As a guideline document rather than a research study, it doesn’t have limitations in the traditional sense. However, readers should understand that guidelines represent expert consensus based on available evidence—they’re not absolute rules. Individual patients may need different approaches based on their unique situations. Guidelines also can’t account for every possible scenario or patient preference. Additionally, some recommendations may be based on limited evidence in certain populations, and new research may lead to future updates. Doctors should use these guidelines as a framework while considering each patient’s individual circumstances.

The Bottom Line

If you have high cholesterol or risk factors for heart disease, work with your doctor to assess your personal risk using current tools. If you’ve had a heart attack, expect your doctor to recommend strong cholesterol-lowering medicine started immediately. Ask your doctor about your Lp(a) level and family history, as these are now recognized as important risk factors. Don’t rely on vitamins or supplements for heart disease prevention—focus on prescribed medicines and lifestyle changes. Take cholesterol medicine consistently as prescribed, even if you feel fine. These recommendations have high confidence based on extensive research evidence.

These guidelines apply to anyone with high cholesterol, anyone with a family history of heart disease, people who’ve had a heart attack or stroke, older adults, people with HIV, and those receiving certain cancer treatments. People with diabetes, high blood pressure, or other heart disease risk factors should also pay attention. However, healthy young people without risk factors may not need aggressive cholesterol treatment. Always discuss your individual situation with your doctor rather than assuming these guidelines apply to you.

If you start cholesterol medicine, it typically takes 4-12 weeks to see the full effect on blood cholesterol levels. However, the protective benefits for your heart develop over months and years of consistent treatment. If you’ve had a heart attack, starting medicine immediately provides benefits within days by stabilizing the heart and preventing further damage. Lifestyle changes like diet and exercise can show benefits within weeks to months. Don’t expect overnight results—cholesterol management is a long-term commitment.

Want to Apply This Research?

  • Track your cholesterol medication adherence daily (did you take your medicine?) and log your LDL cholesterol levels at each doctor visit. Also track any family history of heart disease and note your personal risk category as determined by your doctor.
  • Set a daily reminder to take your cholesterol medicine at the same time each day. Use the app to log when you take it and celebrate weekly streaks of consistent use. If your doctor mentions your Lp(a) level or hs-CRP, add these to your tracked biomarkers to monitor over time.
  • Check your cholesterol levels every 4-12 weeks initially after starting or changing medicine, then every 3-6 months once stable. Track your blood pressure and weight monthly. Note any new symptoms or side effects from medicine. Review your overall risk category annually with your doctor and update it in the app. Monitor adherence to medication as the single most important factor in preventing heart disease.

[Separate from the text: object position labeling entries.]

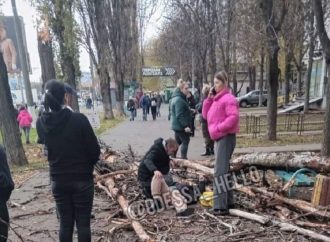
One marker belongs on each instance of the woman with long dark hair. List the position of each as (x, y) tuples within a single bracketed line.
[(221, 111), (73, 150)]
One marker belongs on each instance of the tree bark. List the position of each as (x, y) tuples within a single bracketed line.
[(281, 160), (272, 30), (46, 56), (62, 12), (102, 46), (287, 75), (310, 62), (261, 81), (138, 228), (8, 124), (272, 96), (325, 42), (22, 55)]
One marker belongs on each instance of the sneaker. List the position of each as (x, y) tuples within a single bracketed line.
[(186, 213), (219, 212)]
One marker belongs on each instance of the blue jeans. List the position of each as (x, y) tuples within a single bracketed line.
[(74, 202), (4, 220)]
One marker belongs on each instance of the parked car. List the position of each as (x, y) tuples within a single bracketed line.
[(252, 98)]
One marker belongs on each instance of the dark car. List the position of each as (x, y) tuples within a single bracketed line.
[(252, 98)]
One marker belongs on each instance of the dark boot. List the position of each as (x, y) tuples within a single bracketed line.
[(211, 151)]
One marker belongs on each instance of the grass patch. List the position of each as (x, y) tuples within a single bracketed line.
[(243, 142), (108, 124)]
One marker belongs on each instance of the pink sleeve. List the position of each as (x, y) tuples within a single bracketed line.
[(206, 107), (232, 116)]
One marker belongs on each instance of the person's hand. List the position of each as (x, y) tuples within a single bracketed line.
[(173, 163), (211, 93), (158, 175), (187, 130)]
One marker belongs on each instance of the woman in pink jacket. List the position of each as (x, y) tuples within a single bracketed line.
[(221, 111), (24, 120)]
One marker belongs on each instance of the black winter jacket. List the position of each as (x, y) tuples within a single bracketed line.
[(6, 182), (73, 148), (156, 159)]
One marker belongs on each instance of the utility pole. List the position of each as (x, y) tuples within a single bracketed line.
[(22, 55)]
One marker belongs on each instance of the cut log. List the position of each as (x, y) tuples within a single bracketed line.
[(112, 174), (299, 204), (195, 166), (306, 232), (283, 226), (239, 213), (282, 160), (138, 228)]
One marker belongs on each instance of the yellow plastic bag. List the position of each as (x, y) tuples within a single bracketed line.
[(206, 200)]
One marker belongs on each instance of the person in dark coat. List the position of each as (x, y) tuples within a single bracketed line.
[(153, 104), (6, 187), (181, 117), (209, 143), (73, 150), (192, 105), (154, 166), (131, 108)]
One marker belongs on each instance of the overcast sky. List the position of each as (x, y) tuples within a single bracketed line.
[(29, 15)]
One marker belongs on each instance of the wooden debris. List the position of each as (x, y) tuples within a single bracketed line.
[(138, 228), (282, 160), (299, 204)]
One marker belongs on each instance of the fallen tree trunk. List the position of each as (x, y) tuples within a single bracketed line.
[(299, 204), (138, 228), (239, 213), (195, 166), (284, 226), (282, 160), (112, 174)]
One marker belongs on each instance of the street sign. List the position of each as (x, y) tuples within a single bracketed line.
[(94, 119), (158, 71)]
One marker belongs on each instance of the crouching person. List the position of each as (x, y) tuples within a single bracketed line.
[(153, 173), (6, 187)]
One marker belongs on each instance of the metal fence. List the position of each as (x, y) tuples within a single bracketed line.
[(256, 124)]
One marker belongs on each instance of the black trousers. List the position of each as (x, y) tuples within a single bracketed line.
[(74, 202), (183, 139), (4, 220)]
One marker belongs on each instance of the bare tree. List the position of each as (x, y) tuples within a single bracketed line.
[(312, 36), (325, 42), (273, 19), (93, 15), (45, 49), (8, 124)]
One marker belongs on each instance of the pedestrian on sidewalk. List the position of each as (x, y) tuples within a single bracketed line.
[(153, 168), (6, 187), (181, 117), (192, 105), (159, 103), (144, 106), (153, 102), (131, 108), (24, 120), (209, 143), (73, 150), (221, 111)]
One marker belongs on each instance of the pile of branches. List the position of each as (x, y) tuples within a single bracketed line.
[(260, 214)]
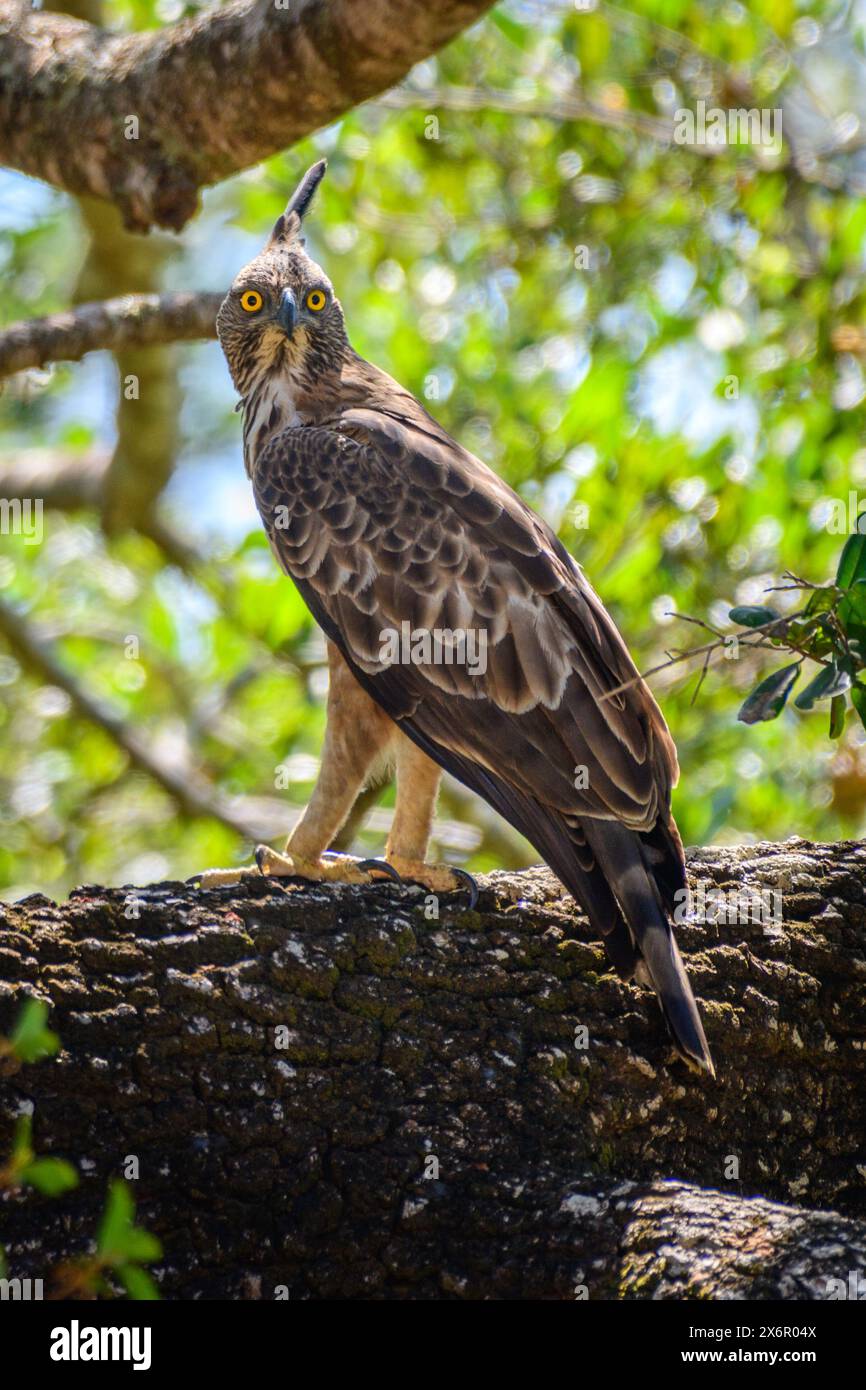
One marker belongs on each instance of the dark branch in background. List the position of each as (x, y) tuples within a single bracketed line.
[(193, 794), (210, 95), (129, 321)]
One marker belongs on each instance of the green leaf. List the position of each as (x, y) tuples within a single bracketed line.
[(31, 1040), (858, 699), (852, 610), (769, 698), (22, 1143), (827, 683), (837, 716), (120, 1241), (852, 560), (117, 1222), (749, 616), (138, 1283), (50, 1176), (822, 599)]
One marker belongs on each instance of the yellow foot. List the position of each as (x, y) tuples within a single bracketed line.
[(331, 868), (437, 877)]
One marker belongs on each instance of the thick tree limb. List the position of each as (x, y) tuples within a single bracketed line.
[(128, 321), (210, 95), (426, 1125)]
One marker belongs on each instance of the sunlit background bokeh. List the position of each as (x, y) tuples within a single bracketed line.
[(660, 346)]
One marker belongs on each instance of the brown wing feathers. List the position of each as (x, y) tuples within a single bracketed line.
[(389, 521)]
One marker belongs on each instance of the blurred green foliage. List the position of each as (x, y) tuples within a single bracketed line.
[(659, 346)]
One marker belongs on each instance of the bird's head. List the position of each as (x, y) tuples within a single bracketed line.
[(281, 313)]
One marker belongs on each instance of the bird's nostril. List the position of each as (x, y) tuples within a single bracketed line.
[(287, 313)]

This summary describes clinical guidelines created by European heart experts. These guidelines are recommendations for doctors, not personal medical advice. Your individual cholesterol treatment should be determined by your own doctor based on your specific health situation, risk factors, and medical history. Do not start, stop, or change any cholesterol medicine without consulting your healthcare provider. If you have questions about whether these guidelines apply to you, discuss them with your doctor at your next appointment. This information is current as of 2025 but may be updated as new research emerges.